Actuellement, près de 300 millions de personnes dans le monde, dont environ trois millions en France, sont victimes d’un diabète de type 2. Ce fléau, qui a également pour nom le « diabète insulinorésistant » ou « diabète de l’âge mûr », est une maladie métabolique touchant la glycorégulation provoquant à terme un diabète sucré. Le causes du diabète sont connues. Pour la plupart d’entre nous, normalement, l’insuline permet de réguler le taux de glycémie lorsque l’organisme est confronté à un apport de sucre. Mais en cas de trop forte sollicitation, la production ne suit plus. Et c’est ainsi que le patient est obligé de s’injecter de l’insuline par intraveineuse. Depuis deux ans, le diabète est devenue la première affectation de longue durée (ALD), dépassant le cancer. Et le diabète de type 2 concerne en premier lieu les personnes en surpoids.
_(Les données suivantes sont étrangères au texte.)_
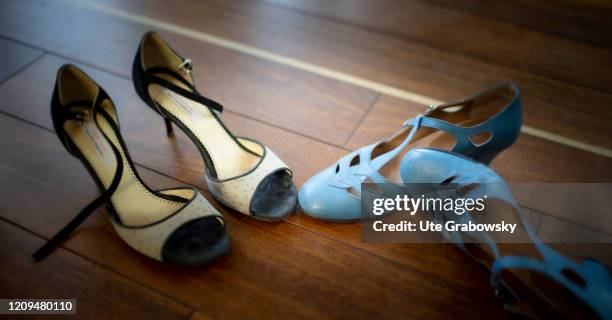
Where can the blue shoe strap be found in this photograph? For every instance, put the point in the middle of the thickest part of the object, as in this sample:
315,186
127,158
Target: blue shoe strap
596,293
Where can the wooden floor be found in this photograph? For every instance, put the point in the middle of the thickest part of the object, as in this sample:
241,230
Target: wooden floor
559,54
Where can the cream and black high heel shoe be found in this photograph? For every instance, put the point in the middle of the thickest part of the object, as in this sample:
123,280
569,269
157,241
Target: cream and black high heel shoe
241,173
172,225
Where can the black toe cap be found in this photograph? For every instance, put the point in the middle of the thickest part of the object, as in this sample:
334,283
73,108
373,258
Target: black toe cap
196,242
275,197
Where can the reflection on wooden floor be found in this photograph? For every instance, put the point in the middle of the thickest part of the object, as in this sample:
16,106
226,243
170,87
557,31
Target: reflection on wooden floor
559,54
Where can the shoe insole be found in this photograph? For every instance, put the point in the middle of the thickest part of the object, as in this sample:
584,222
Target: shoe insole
228,157
424,138
134,203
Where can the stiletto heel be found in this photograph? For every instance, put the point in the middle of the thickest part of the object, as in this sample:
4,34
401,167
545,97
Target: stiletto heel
480,127
549,277
173,225
169,130
240,172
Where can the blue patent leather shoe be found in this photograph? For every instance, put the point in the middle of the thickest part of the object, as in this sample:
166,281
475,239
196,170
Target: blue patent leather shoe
562,287
479,127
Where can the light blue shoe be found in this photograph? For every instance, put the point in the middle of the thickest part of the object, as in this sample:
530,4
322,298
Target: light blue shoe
589,281
482,126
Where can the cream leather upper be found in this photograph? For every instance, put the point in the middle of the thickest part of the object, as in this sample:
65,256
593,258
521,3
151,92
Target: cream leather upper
237,193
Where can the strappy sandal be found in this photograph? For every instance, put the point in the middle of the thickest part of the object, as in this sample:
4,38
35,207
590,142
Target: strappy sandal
480,127
538,283
241,173
172,225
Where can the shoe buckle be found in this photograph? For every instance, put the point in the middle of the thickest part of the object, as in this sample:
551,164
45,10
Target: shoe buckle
186,66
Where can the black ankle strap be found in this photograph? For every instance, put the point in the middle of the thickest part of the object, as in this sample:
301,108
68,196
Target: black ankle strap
193,95
58,238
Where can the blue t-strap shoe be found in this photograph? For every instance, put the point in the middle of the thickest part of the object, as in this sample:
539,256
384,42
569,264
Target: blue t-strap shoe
550,286
479,127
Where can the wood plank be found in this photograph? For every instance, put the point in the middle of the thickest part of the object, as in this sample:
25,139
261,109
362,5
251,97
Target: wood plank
531,159
274,270
405,64
144,130
582,21
293,100
179,158
14,57
100,293
432,72
485,39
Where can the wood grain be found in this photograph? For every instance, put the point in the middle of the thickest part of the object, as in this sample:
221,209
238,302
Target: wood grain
14,57
100,293
400,62
27,96
178,158
582,21
471,35
293,100
274,270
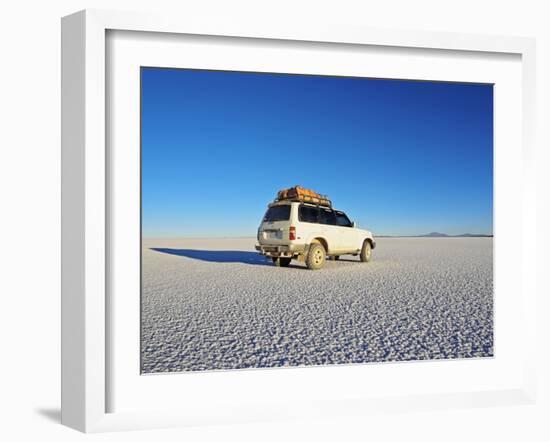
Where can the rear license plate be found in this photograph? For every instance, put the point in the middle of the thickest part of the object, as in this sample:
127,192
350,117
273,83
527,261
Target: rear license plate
273,234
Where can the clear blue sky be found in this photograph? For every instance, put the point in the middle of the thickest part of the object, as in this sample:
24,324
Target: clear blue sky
400,157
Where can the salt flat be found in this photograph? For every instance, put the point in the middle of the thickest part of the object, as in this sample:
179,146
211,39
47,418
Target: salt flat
217,304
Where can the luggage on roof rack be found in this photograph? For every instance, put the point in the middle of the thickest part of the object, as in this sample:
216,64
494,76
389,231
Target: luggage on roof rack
298,193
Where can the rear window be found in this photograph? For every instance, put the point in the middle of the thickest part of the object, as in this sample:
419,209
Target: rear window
326,216
278,213
308,214
342,219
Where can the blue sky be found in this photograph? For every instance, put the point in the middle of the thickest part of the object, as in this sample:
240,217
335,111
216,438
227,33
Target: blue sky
400,157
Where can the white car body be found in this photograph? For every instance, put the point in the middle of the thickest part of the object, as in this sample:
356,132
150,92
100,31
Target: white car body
332,228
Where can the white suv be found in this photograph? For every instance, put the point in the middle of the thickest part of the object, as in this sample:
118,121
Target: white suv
310,233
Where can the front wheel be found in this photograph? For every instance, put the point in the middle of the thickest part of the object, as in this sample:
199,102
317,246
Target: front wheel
366,251
281,262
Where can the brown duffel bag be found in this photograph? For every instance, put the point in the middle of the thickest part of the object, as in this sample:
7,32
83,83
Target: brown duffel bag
301,194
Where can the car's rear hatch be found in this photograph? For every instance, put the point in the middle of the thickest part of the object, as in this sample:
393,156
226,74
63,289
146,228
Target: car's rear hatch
274,229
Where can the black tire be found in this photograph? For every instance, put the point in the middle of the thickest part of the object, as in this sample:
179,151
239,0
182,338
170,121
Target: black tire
366,252
281,262
316,256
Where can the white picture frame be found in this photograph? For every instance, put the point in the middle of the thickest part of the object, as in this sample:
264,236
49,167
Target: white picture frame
86,315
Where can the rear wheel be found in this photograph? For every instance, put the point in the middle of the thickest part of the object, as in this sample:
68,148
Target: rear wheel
281,262
315,257
366,251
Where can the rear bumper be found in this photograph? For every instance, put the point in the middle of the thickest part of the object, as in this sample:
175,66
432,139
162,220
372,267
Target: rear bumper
280,250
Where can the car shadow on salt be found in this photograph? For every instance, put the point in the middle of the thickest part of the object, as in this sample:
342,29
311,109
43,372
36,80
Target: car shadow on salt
221,256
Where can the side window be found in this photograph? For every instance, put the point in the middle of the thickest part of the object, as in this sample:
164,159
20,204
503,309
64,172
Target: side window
308,214
342,219
326,216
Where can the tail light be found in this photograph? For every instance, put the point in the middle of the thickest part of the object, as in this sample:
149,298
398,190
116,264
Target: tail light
292,233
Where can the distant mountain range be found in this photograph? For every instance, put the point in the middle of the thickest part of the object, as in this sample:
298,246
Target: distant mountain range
439,235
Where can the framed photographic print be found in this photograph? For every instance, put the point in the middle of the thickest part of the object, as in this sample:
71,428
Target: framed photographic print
251,212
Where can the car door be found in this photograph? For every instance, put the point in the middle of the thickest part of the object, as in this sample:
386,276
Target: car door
327,220
349,240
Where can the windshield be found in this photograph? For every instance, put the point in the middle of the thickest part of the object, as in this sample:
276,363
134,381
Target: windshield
278,213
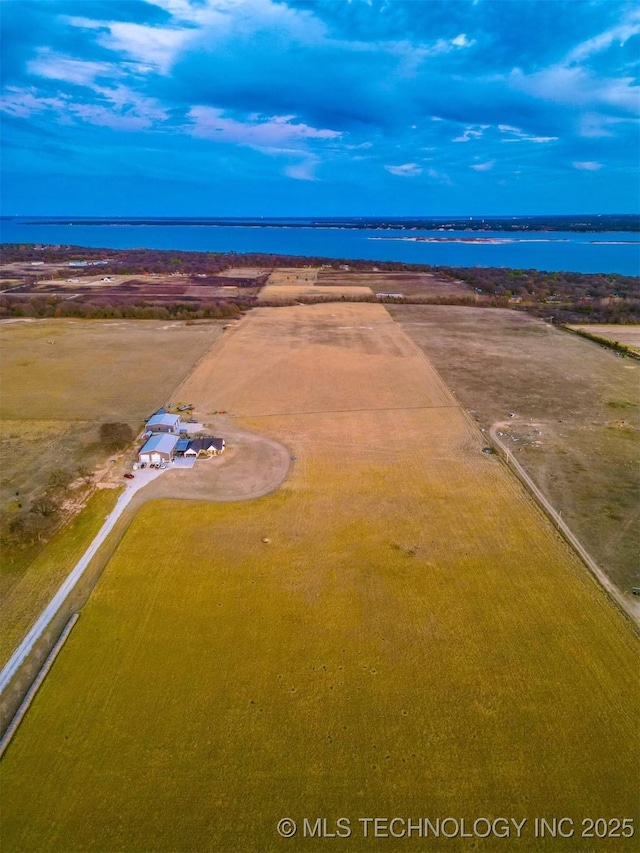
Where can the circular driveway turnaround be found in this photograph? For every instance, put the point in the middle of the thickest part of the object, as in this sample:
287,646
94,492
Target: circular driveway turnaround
252,466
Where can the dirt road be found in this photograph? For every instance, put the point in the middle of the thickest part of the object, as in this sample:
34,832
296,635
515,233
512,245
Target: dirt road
252,466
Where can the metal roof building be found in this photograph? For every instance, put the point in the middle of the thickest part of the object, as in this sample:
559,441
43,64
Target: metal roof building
163,423
159,448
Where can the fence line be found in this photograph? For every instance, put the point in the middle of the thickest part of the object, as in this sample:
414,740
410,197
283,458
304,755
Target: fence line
30,695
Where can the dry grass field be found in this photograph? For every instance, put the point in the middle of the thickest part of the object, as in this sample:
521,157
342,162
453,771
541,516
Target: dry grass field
577,408
412,640
61,379
627,335
26,588
285,285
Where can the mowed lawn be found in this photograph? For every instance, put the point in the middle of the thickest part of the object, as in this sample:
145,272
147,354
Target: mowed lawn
413,640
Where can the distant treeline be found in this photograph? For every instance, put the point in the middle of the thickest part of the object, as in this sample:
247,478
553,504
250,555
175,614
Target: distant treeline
568,297
54,307
579,223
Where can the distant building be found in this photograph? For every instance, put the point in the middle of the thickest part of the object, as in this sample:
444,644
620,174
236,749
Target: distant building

Deux équipes de chercheurs, des deux côtés de la Manche, ont fusionné leurs compétences pour en savoir davantage sur cette maladie : Une cellule de l’Institut Pasteur et du CNRS, et les scientifiques de l’Imperial College de Londres, regroupés autour du professeur Philippe Froguel, du Laboratoire Génomique et maladies métaboliques de Lille. Reprenant des travaux liant les risques de développer un diabète aux troubles du sommeil -mais qui n’avaient cependant pas pu expliquer pourquoi un mauvais sommeil augmentaient les risques de diabète- les chercheurs ont étudié 7 600 personnes diabétiques. Chez ces derniers, ils se sont intéressés tout particulièrement au récepteur d’une hormone appelée mélatonine, qui est produite par une petite glande du cerveau, l’épiphyse, quand la lumière décroît.
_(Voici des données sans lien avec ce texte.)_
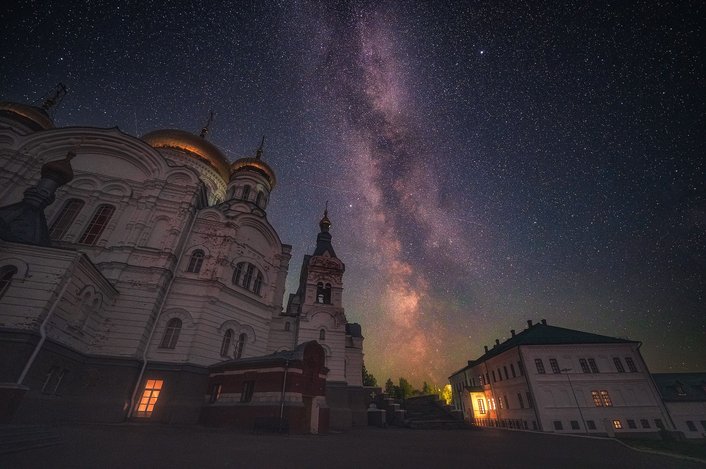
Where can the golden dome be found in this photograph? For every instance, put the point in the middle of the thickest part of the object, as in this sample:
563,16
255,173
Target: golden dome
191,143
35,115
257,165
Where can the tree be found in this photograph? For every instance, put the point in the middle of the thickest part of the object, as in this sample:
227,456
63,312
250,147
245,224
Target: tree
368,378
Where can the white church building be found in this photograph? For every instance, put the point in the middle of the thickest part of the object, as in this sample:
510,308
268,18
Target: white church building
131,266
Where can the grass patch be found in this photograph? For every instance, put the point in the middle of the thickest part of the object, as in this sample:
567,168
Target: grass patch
694,449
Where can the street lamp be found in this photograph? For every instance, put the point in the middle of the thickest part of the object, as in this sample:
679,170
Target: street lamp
565,370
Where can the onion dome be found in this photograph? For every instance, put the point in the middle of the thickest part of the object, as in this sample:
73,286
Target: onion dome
256,165
194,145
36,117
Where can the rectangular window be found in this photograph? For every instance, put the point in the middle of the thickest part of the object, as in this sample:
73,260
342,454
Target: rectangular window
606,399
592,364
631,365
555,365
215,393
248,389
596,399
153,388
540,365
584,365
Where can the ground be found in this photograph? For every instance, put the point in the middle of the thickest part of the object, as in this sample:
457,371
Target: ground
128,446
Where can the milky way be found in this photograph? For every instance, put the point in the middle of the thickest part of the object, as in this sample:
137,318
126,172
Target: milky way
484,164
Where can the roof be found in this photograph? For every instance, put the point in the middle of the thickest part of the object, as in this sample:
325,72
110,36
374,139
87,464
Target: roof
681,387
544,334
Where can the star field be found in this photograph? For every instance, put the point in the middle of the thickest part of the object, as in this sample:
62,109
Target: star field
484,164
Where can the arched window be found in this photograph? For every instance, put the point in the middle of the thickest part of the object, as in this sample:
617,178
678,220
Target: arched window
227,341
240,345
6,274
257,286
196,261
171,333
237,273
247,278
97,224
66,218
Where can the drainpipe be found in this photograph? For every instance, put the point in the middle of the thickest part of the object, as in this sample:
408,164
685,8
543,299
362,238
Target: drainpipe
131,409
43,325
281,401
529,388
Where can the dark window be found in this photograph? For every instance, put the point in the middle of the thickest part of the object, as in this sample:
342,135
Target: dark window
592,364
171,333
631,365
195,262
555,365
227,341
606,399
247,278
248,389
584,365
97,224
240,345
257,286
6,274
540,366
215,392
237,273
66,218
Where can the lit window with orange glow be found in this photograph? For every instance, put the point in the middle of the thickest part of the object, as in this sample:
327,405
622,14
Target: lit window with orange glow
149,397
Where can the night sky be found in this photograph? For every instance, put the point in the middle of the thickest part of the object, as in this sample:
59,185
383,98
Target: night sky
484,164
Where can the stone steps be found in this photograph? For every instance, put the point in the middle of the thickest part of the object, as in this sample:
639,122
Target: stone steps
15,438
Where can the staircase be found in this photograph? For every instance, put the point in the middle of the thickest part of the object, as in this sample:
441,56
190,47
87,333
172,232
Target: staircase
427,412
14,438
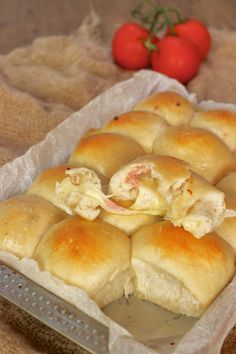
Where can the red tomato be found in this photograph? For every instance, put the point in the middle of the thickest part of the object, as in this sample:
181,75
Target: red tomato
196,32
176,57
128,47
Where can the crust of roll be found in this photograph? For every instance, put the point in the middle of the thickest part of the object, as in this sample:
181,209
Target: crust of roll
105,153
23,221
94,256
143,127
206,154
44,185
177,271
174,108
128,223
228,185
227,229
220,122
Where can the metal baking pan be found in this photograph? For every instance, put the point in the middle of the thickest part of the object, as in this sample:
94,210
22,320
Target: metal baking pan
34,307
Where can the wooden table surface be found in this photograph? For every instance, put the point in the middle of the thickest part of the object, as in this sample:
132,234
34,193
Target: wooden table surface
23,20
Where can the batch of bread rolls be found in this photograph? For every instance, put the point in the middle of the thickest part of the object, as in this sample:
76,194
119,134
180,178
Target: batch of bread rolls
146,205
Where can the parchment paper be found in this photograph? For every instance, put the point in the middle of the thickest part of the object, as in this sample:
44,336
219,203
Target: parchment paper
170,333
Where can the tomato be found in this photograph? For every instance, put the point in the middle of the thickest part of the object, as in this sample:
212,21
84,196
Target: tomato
177,58
128,48
196,32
La mélatonine, également appelée « l’hormone de la nuit », a pour mission de veiller sur l’horloge biologique, qu’elle synchronise, avant que la nuit ne tombe. Et c’est en procédant au séquençage génétique que les chercheurs ont identifié 40 mutations rares dont 14 qui bloquent l’activité du récepteur. Et le professeur Froguel indique que « les porteurs de ces mutations qui les rendent insensibles à la mélatonine présentent un risque de développer le diabète de près de sept fois plus élevé que les autres ». L’intéressé espère, tout comme l’ensemble de son équipe, que les travaux menés puissent déboucher sur de nouveaux traitements du diabète. Ce dernier estime enfin que « plutôt que d’employer la mélatonine dont on se sert contre le décalage horaire, on pourrait tester des médicaments qui activent les récepteurs défaillants ».